For WPHT, we can use outsource CT from our faculty branch, but it is impossible to transfer patient with applicator to that place. To solve this problem, we thought about using of the MVCT of HT situated close to our brachytherapy suite. The first brachytherapy was performed after the fourth week of EBRT. To reduce the artifact, Rotterdam Titanium applicator (Nucletron-Elekta, Stockholm, Sweden) was used (Fig. 3). A Foley catheter was placed in the bladder and filled with contrast media and normal saline solution to identify the bladder volume for imaging planning. The vagina was packed with gauze to increase the distance between the radiation source, and the rectum and bladder. The WPHT was interrupted for each day of high-dose rate (HDR) brachytherapy insertion. After application, the patient was transferred to imaging devices, and the pelvic region from the iliac crest to the ischial tuberosity was scanned without intravenous contrast to obtain appropriate images with the patients in a supine treatment position with their legs relaxed on the table. The MVCT was performed with 4-mm slice thickness without an interslice gap. After the imaging was performed the position of the applicators was checked before being transferred to the planning system (Nucletron Oncentra). Patients were then transferred to the brachytherapy treatment room and adjusted to the same position as in the imaging devices. MVCT image was used and GEC-ESTRO definitions were applied to identify target volumes, e.g., high-risk clinical target volume (HR-CTV), and OARs [345]. Dose-volume histograms were calculated to consider the adequate dose to HR-CTV and limitations of OARs. The minimum dose covering 90% of volumes (D₉₀) of the HR-CTV and representing the maximum doses calculated at the most irradiated 2 cc volumes (D_2cc) of OARs were recorded according to GEC-ESTRO recommendations. The prescribed dose to the D₉₀ of HR-CTV was at least 7 Gy × 4 fractions. Optimizations were performed to improve the dose distribution to HR-CTV, bladder, rectum, and sigmoid colon (Fig. 4). The D₉₀ of HR-CTV and D_2cc of OARs were recorded to evaluate the cumulative dose in EQD₂ concepts [6].
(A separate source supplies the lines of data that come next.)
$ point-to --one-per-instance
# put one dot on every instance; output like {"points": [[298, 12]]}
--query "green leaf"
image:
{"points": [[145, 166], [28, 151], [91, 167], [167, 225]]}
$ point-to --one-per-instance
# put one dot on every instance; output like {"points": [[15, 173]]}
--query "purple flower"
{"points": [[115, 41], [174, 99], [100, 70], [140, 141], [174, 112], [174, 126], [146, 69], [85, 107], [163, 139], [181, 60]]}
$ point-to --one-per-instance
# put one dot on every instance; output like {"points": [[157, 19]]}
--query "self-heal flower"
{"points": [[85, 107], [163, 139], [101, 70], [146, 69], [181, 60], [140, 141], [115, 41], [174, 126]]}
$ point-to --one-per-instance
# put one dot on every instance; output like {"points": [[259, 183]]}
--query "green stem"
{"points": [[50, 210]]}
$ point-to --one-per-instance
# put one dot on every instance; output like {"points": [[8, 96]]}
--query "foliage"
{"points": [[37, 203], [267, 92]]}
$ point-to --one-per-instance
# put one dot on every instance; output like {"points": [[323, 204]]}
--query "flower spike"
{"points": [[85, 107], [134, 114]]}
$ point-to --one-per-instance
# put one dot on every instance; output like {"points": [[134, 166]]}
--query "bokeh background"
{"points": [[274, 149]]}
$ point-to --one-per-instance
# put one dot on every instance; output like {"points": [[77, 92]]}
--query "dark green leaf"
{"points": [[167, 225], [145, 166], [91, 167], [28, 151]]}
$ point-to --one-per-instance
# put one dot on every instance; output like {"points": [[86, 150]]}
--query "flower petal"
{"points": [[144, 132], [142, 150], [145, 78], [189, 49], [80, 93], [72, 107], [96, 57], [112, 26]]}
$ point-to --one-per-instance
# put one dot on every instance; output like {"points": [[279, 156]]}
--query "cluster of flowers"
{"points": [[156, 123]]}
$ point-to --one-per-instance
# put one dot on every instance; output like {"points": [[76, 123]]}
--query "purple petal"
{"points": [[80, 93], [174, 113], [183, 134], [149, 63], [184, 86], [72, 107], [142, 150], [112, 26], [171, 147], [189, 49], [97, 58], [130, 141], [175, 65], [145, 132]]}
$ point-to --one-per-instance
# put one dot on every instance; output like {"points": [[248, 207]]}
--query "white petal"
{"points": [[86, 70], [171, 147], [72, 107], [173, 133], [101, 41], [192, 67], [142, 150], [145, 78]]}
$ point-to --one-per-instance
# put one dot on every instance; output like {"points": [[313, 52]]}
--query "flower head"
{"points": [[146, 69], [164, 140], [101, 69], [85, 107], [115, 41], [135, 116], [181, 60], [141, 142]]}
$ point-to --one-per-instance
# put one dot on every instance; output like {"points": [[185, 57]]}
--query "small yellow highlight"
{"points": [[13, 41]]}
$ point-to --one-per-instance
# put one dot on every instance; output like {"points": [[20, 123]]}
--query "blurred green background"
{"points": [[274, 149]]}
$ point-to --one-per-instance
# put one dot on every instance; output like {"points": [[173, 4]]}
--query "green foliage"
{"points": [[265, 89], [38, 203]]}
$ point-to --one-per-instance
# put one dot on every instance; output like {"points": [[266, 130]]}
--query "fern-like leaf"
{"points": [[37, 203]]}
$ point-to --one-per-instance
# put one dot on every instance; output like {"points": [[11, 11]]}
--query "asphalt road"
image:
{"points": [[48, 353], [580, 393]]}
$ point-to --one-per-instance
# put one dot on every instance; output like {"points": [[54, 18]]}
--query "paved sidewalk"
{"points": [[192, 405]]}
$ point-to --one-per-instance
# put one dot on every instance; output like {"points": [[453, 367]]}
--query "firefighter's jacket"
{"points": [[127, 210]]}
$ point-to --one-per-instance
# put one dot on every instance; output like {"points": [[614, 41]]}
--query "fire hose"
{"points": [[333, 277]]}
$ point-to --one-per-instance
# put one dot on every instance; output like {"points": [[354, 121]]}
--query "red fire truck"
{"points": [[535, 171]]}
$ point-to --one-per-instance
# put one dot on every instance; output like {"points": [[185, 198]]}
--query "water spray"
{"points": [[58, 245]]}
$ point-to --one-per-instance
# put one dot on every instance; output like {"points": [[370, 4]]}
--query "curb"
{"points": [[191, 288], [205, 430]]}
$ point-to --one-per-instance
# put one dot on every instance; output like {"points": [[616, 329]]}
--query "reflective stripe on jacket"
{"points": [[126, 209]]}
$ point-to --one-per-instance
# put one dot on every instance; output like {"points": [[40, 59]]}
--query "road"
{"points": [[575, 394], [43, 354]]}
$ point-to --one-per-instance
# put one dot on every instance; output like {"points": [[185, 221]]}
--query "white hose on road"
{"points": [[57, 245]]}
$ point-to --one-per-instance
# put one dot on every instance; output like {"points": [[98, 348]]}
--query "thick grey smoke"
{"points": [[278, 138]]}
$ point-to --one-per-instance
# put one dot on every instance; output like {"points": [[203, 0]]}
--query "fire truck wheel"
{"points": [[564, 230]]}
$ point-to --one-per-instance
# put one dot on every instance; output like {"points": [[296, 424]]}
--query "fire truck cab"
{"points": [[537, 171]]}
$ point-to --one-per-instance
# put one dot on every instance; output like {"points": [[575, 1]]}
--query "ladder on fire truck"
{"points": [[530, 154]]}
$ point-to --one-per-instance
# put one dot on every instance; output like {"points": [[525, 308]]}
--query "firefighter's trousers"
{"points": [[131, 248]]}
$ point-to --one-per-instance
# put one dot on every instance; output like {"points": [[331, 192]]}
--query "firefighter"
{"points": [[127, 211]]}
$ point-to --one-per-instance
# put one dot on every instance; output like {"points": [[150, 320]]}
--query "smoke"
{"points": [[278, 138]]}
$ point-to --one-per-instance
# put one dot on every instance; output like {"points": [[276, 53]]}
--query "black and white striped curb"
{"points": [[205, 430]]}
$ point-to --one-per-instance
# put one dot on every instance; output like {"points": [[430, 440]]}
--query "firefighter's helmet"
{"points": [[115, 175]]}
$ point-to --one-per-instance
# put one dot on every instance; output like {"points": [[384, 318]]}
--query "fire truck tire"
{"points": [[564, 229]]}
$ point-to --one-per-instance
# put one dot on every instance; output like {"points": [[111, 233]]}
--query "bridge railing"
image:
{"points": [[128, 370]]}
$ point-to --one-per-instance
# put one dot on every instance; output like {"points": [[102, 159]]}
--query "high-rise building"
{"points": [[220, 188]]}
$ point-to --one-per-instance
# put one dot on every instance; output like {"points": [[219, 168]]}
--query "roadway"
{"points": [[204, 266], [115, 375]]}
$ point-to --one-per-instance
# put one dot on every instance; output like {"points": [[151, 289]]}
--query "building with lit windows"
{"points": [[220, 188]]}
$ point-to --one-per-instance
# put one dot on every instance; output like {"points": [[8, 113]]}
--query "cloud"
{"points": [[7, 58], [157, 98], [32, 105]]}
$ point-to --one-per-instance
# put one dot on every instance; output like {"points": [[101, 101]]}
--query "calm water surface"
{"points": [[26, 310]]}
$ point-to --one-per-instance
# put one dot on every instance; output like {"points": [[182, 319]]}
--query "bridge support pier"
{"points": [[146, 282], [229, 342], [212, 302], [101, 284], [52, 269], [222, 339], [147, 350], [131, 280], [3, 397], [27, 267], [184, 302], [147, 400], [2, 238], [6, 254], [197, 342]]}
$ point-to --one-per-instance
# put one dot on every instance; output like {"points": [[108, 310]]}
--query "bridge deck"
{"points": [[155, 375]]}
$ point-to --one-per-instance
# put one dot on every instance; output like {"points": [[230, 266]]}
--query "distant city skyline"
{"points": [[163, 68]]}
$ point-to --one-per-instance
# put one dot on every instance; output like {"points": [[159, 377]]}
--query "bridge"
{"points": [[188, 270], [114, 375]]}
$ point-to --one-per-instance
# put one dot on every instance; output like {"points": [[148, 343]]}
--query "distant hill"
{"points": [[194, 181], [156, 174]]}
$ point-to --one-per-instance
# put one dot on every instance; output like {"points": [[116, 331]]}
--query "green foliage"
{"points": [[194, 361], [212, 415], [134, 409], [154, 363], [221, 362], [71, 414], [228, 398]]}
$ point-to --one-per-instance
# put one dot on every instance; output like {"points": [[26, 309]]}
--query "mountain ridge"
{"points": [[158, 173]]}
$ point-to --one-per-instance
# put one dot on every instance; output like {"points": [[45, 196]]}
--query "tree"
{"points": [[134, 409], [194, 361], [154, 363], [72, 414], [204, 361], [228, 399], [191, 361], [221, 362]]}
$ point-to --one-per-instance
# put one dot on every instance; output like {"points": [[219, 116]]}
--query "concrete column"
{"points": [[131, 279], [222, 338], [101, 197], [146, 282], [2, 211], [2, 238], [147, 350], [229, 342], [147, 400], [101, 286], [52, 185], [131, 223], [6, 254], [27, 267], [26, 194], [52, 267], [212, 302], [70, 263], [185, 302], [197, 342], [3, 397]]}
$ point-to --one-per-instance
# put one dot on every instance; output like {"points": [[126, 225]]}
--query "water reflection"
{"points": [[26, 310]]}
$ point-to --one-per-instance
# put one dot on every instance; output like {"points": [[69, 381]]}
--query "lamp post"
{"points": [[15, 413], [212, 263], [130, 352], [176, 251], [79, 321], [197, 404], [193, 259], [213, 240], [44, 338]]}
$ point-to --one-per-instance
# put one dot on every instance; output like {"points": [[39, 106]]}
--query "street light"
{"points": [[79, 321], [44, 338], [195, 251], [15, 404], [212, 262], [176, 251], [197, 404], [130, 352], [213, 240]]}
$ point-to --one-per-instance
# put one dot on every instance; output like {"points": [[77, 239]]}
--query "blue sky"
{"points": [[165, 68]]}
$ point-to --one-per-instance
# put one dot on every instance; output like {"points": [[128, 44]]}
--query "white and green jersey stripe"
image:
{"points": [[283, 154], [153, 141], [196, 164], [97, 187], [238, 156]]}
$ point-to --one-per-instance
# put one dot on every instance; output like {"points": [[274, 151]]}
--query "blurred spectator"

The physical doses of WPHT (CTV, bladder, rectum, and sigmoid colon) and all fractions of MVCT-based brachytherapy were reported in Tables 1 and 2.

The cumulative dose in EQD₂ concept to D₉₀ of HR-CTV, D_2cc of the bladder, D_2cc of the rectum, and D_2cc of sigmoid colon were 84.5, 93.7, 58.1 and 70.6 Gy, respectively. During treatment, patient had no serious complication. After two months, per vaginal examination was performed and no residual tumor was seen and the patient did not complain about toxicity.